ルイン > 半ば臨時騎士に近い身分ではあるが何かあれば呼び出しを受ける。
特にタナール砦での有事では問答無用という事も多々。
後方勤務の窓際師団所属という事で伝令代わりに今回は使われ。

捕虜がまとめられている場所の近くに責任者がいる事がなぜか多く、砦につけば捕まえた兵にその場所を訪ねて砦内を走る。
そうして何度か迷いちょっかいを出されながら中庭に到着をすれば周囲を見回し。

「ちょっとすみません、責任者はどこに…あそこですね」

近くにいた兵に何度目かの同じ問いかけをし、告げられた白い鎧の騎士を見つければ駆け寄り。

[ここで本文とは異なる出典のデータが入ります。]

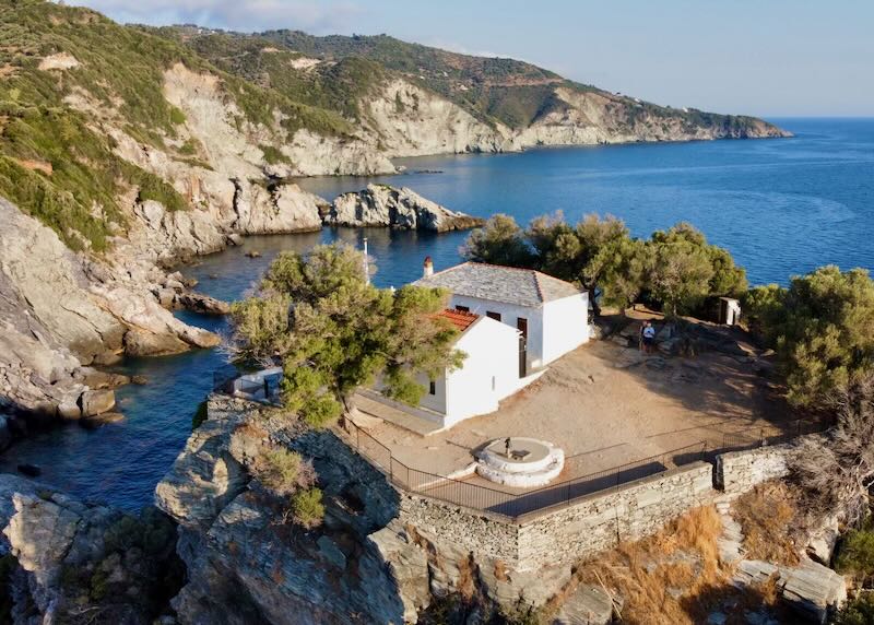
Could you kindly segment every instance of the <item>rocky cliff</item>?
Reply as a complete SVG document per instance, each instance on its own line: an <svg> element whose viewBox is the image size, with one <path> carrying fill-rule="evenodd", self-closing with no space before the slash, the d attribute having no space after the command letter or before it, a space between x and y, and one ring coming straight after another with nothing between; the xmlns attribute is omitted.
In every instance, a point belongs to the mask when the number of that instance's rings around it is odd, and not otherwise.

「王都からの伝令です。交代はもう少し準備に手間がかかるそうです」

名乗るよりも先に簡潔に伝言を告げ、後の命令はこちらにと書状を差し出して。

アマーリエ > 空を仰げば、遠く――咆哮が響く。
麾下の第十師団は竜騎師団だ。臓腑に響く力ある竜声はワイバーンの類ではなく、ドラゴンのものに他ならない。
厩舎に繋がれた荷馬達が戦慄くが、師団が駆る軍馬達は動じない。慣れたものだ。

だが、より明瞭な意志あるものであればそうもいくまい。

打ちひしがれた敗残の者達は、朝焼けと共に訪れた奪回の竜騎士達が駆る竜のそれを聴いただろう。
急襲の楔となる竜騎士を先行させ、路を確保すれば攻城兵器を伴った騎兵達を後続させ、侵入を果たす。
ある意味では、対処のパターンは幾つかの型式として決まりつつある感はある。
だが、そのどれもで徹底しなければならないことは一つだ。生かして帰さないコトである。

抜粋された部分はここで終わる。